I started reading the book in a protected PDF from the Microsoft library a while back. Unfortunately the license expired before I read the whole thing, so I grabbed a copy from the Ann Arbor library and finished it up. The book is incredibly easy to read and also incredibly short. It clocks in at a deceptive 273 pages. In reality, there is probably more illustration and whitespace than actual text. It feels like 37signals took general ideas from their blog and distilled them into super short nuggets of information.
I think that the ADD-like feel of the book both helps and hinders. It drives home the point that you don’t need a lot of words to explain something. You can just be simple, and it’ll work. Personally, I feel it’s too easy to blaze through the book and really forget most of what was read since it’s so fast paced. Good thing I basically read through it twice.

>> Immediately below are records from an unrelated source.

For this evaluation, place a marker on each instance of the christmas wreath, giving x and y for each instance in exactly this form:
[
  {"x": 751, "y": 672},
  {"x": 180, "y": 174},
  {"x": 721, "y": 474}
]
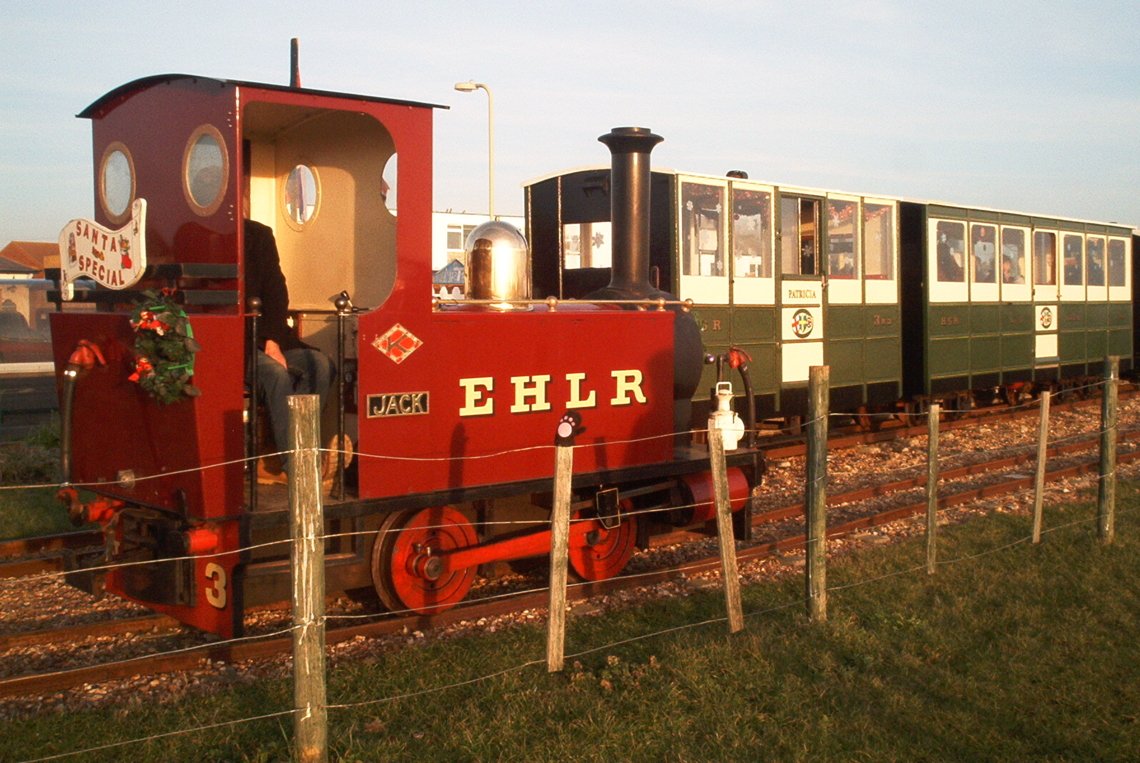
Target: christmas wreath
[{"x": 164, "y": 348}]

For the most part, I agree with most of the sentiments in Rework. The general message is that you don’t have to act like every other company out there. You don’t need to be obsessed with getting big, stalking the competition, hiring billions of people, etc, because being small is actually pretty nice. You can build something that just works, and from there, improve on it. The alternative is taking forever to build a monolithic beast and then finding out you didn’t need all those features.
One interesting thing that I read about in the book was in a section about having “less mass.” The book explains that:
From here on out, you’ll start accumulating more mass. And the more massive an object, the more energy required to change its direction. It’s as true in the business world as it is in the physical world.
What’s interesting is that my former manager who had something like 20-30 years of experience in the industry had used this analogy to explain why my former company was moving so damn slow. He’s a manager that I truly respected and it’s just kind of funny seeing how common a theme mass and inertia is.
Within the context of my most recent work experience, Rework actually points out a lot of what was wrong in the culture. I could go on about it, but that’s for another post. I would encourage you to read the sections: “Meetings Are Toxic,” “Strangers at a Cocktail Party,” “Illusions of Agreement,” and “Send People Home at Five.” As for what went right, Rework did touch on some of that, too (“Focus on What Won’t Change,” and “Say No by Default”).
More recently, I’ve been trying to take the ideas in Rework and apply them to whatever I’m currently doing. I released an iPhone app just a while ago that was barebones. I got a lot of good feedback and learned a bunch about how the App Store process works. A few days ago I submitted an iPad version of that app. It’s also pretty bare, but I know I have room to improve and possibly even start making money with it.
I think that Rework is especially relevant if you are a “starter” type of person, or would like to have that kind of culture at work but aren’t sure how to go about it. I would suggest this book to anyone who works, though. If nothing else, it’s a good way to keep an open mind on alternative perspectives regarding business and business culture.